Connecting sustainability to business

Katrin Muff is a Professor of Practice in Sustainability & Leadership at LUISS Business School in Rome. She is also the Director of the Institute for Business Sustainability in Luzern. Professor Muff is a respected thought leader in the field of organisational transformation towards business sustainability. She wrote a successful book on the subject called ‘Five Superpowers for Co-Creators’. During the MaastrichtMBA Sustainability & Business Ethics module in February, Katrin Muff came to Maastricht to teach our students about sustainability in business. We are very proud that this globally recognised thought leader was willing to inspire our students during this module.

How business can be a positive force

Professor Muff is no stranger to Maastricht University, since she has been a member of the International Advisory Board since 2015. During the Sustainability & Business Ethics module of the MaastrichtMBA programme, Muff teaches three courses in three days. “The overarching topic is how business can be a positive force for solving societal issues”, she explains. “The first course is about connecting the Sustainable Development Goals to business and translating these goals into business opportunities. The second course is about how businesses integrate these new opportunities into the core of their strategy. How do businesses not only improve their recycling and energy efficiency, but also see which new products and services they can provide to solve critical societal issues? How can they use their core competencies to solve burning societal or environmental issues while making a decent amount of money with it? And then, the third course is about how to collaborate with external stakeholders in co-creations beyond traditional business boundaries. Because this is such a deep transformation of business; it requires that businesses change their way of doing from inside-out to outside-in. Such innovation happens by working together with external stakeholders.”

Empowering the next generation of leaders

In the 90s, Katrin Muff completed an MBA at Business School Lausanne. Years later, in 2008, she was asked to become the Dean of the same business school. Muff: “I was doing something very different in business and I thought: Why become the Dean of a business school? A mentor pointed out to me that being a Dean is really about empowering the next generation of leaders to be equipped to address the challenges they face. And I remembered that there were a few shortcomings during my own MBA. We were very much trained to focus on profit maximisation and there was no concern at all for societal or other broader issues.

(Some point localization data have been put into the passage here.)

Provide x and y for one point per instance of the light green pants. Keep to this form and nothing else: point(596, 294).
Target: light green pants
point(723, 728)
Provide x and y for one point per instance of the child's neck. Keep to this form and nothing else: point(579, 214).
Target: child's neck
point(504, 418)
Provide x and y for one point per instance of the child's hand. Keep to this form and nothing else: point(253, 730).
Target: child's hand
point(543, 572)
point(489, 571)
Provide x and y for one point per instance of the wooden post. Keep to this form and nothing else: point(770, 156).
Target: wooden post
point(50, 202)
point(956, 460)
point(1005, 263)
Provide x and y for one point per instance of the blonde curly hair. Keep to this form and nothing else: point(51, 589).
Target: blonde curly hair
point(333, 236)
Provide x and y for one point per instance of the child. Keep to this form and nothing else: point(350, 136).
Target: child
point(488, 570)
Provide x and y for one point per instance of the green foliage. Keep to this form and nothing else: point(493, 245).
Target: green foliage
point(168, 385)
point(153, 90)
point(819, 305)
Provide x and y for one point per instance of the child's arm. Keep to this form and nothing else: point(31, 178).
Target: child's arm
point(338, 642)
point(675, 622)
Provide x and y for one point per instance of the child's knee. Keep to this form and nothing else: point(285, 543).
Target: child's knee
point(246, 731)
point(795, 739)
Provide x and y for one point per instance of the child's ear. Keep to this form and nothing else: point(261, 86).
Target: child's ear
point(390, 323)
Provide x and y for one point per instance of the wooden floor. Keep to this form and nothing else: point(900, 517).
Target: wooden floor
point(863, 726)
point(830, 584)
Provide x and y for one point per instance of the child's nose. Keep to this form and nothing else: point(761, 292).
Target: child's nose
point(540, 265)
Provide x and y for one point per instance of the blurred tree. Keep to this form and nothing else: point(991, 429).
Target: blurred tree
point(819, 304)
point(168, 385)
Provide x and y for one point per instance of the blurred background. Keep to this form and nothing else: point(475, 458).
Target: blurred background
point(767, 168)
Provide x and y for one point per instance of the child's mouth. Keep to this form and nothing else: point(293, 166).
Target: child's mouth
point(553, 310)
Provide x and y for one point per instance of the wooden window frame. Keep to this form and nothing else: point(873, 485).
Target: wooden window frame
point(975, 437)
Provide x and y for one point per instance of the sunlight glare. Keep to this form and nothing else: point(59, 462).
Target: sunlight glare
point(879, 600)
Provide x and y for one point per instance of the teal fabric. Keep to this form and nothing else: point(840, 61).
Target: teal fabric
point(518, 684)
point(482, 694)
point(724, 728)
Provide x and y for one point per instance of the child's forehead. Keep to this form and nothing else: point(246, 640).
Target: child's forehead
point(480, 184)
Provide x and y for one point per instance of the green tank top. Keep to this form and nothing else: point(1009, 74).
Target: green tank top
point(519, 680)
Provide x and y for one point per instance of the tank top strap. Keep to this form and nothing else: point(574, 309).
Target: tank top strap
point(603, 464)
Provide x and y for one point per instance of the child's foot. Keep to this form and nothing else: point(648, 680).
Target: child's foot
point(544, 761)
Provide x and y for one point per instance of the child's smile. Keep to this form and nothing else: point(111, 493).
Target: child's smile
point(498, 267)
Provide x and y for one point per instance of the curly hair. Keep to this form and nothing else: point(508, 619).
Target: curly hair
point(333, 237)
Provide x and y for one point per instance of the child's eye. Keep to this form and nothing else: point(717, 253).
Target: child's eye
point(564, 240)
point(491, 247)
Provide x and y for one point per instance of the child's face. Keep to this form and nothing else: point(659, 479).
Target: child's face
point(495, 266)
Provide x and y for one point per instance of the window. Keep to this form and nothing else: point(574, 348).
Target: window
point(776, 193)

So I started as Dean in 2008, a year in which business schools were blamed for the economic crisis. And for some good reason, I figured. The more I thought about it, the bigger the opportunity for change became. I realised we needed to contextualise business education and clarify the role of business in society first. In my opinion, business schools should empower leaders to take a step back from the day-to-day operations that we typically focus on in business education, to have a more holistic and systemic perspective embracing societal and global challenges.” The Swiss thought leader eventually helped transform the organisation at Business School Lausanne from hierarchical to self-organising. This new structure gave her more time to do research, which ultimately led to her becoming a Professor of Practice in Sustainability & Leadership.


Mandatory module on sustainability

Muff is enthusiastic about MaastrichtMBA devoting a module to the theme of sustainability, but is also critical. “I think the sustainability week is fantastic! Yet, I also think that elective courses are not enough. As long as topics such as sustainability are not mandatory, we will not really redefine the role of business, as some students are still earning their MBA degree without having had the exposure to a broader perspective. I think it is important that all future leaders are required to be exposed to this.”

Infinite amount of potential new business

For Muff, it is clear that businesses must contribute to a more sustainable world. She makes a distinction between two perspectives business leaders can have in accomplishing this. First, there is the classic perspective that it is the role of businesses to survive in its own and therefore be as competitive as possible to make as much money as possible to be innovative and find new market niches. Muff: “Business leaders looking at the societal issues from that perspective will think: ‘Is there anything in there for me? Can I be more competitive and innovative by becoming more sustainable, thereby ensuring my own economic sustainability?’ Which basically is a good reasoning, because there is an infinite amount of potential new business out there. Alternatively, there are also some more enlightened leaders that have changed their perspective and think that businesses have a role to serve society and the planet. They feel a more inner moral obligation to contribute to society and economy and they look for ways of understanding how they can transform their business to really contribute to solving societal issues while also remaining economically viable. Whatever your perspective, as a business leader you will have to look critically at your business model and perhaps totally reinvent yourself into a sustainable business, in order to have a future.”

Walk the talk

Professor Muff’s career is extremely versatile: she is a professor, director of a business school, director of an institute, consultant, writer and lecturer. We want to know if there is one thing she is particularly proud of. “What I’m most proud of is that I can walk my talk”, she says. “So I’m not just researching how businesses can be motivated to be a positive force for the world, for example. I actually do something about it myself. Teaching here is one way, but for me getting my hands dirty is really about working with a business and help it develop and implement a new strategy that will solve certain economic, environmental or social issues. Also, I am currently facilitating several multi-stakeholder conversations on major issues in Switzerland. That is really inspiring too.”